Logan's new report shows that Boston's suburbs ranked above average - 19th out of 50 - in the percentage of Asians settling in suburbia. And Logan's analysis shows that the percentage of Asians in Boston's suburbs doubled from 1990 to 2000.

"Oftentimes Asians are perceived as a model minority," said Ratha Paul Yem, executive director of the Cambodian American League in Lowell. Yem said that perception has smoothed Asians' entre into suburbia.

Also, Yem said, many Asians tend to live in extended families, with brothers, sisters, parents and grandparents pooling finances to buy one home and pay the mortgage.

"(Asians) who have a business in (Boston's) Chinatown purchase a home in Wellesley or Lexington," Yem said. "They want to take their kids out of it, and put them in a school system they perceive as a better system."

In the Merrimack Valley, Yem said Asian families may still own a business in Lowell, where most of their clientele remain, but will pool their resources and buy a $ 300,000 home in Tyngsboro or Dracut.

Buying a home with a nice yard and in a good school system were certainly key factors when the Robersons, who are black, chose Milton three years ago.

The Robersons' choice mirrored a population shift documented in a 2000 Harvard University study. The study found that almost half of the purchases made by African-American and Hispanic homebuyers outside of Boston were concentrated in Milton and six other communities - out of a total of 126 communities. The six others were: Chelsea; Randolph; Everett; Lynn; Somerville and Malden.

"There are established people of color in the community, who have been here for years. You know there is a track record. It is inviting that way," said Kerby Roberson, 43, a lawyer. His wife, Dr. Gabrielle Bercy-Roberson, 34, is an OB-GYN at Beth Israel Deaconess Medical Center. They have a 19-month-old son.

Last year, Kerby Roberson became the first black to run for the Milton Board of Selectmen, finishing last in a field of three. Bercy-Roberson also ran, unsuccessfully, for a seat on the town's Board of Health. This year, Roberson again ran unsuccessfully, but finished second.

"There are a lot of minorities, Black, Asian, Hispanic who are moving in town.

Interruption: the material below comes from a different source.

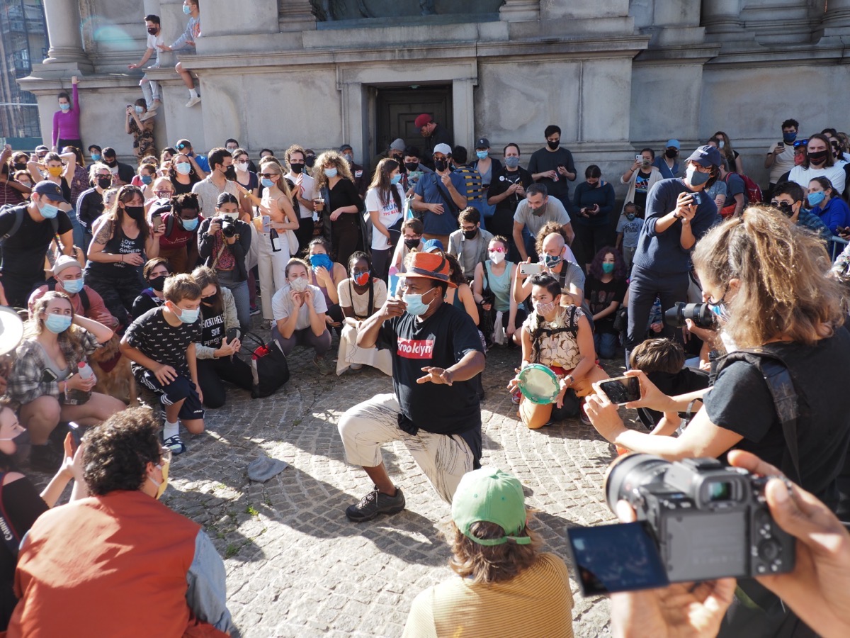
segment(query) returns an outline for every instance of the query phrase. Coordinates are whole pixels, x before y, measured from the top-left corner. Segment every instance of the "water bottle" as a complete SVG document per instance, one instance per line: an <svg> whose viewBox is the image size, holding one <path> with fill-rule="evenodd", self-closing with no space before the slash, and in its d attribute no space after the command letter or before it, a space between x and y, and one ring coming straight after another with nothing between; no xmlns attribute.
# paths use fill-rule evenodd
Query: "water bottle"
<svg viewBox="0 0 850 638"><path fill-rule="evenodd" d="M80 362L77 366L76 373L80 379L91 379L94 376L94 371L86 362ZM81 406L92 397L92 390L69 390L65 392L65 404L71 406Z"/></svg>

We cannot stay as outsiders," Roberson said of his decision to run for office. "My child is growing up here. I need to know that I have a say in what's going on, and what affects him."

Roberson described running for elective office in a suburb that is still mostly white as "not for the feint of heart.

"Most people would not feel comfortable going to a candidate's night and see no black faces in the audience," Roberson said. "It's very, very intimidating."

Roberson said many minorities in Milton are sitting on the sidelines.

"There is a lack of involvement on the part of the minority community," he said. "When you do run, you do hope to galvanize, to make people understand that we need to participate, to come out and to vote."

The Roberson's, as do most of Milton's minorities, live in the town's west side, in the sections bordering Dorchester, Mattapan and Hyde Park. Recent school-enrollment figures from the west side show that, for the first time, minorities make up 51 percent of the elementary school population. Enrollment at the elementary schools on Milton's east side, which is predominantly white, is also majority white.

Yet Roberson and others say the color walls are slowly coming down in their suburb. For instance, a committee is being set up to brainstorm ways of attracting minority families on Milton's west side to send their children to school programs on the east side, and vice-versa.

And the Milton Diversity Alliance, a coalition of church and civic groups, has been sponsoring programs to enhance race relations.

The Rev. George Welles, rector at the Church of our Savior in East Milton, says he has noticed more minorities moving to the town's east side in the past year. Welles and his wife, who are white, have five adopted black children.

"This is a relatively progressive community," Welles said. "One that looks forward to embracing all of the challenges."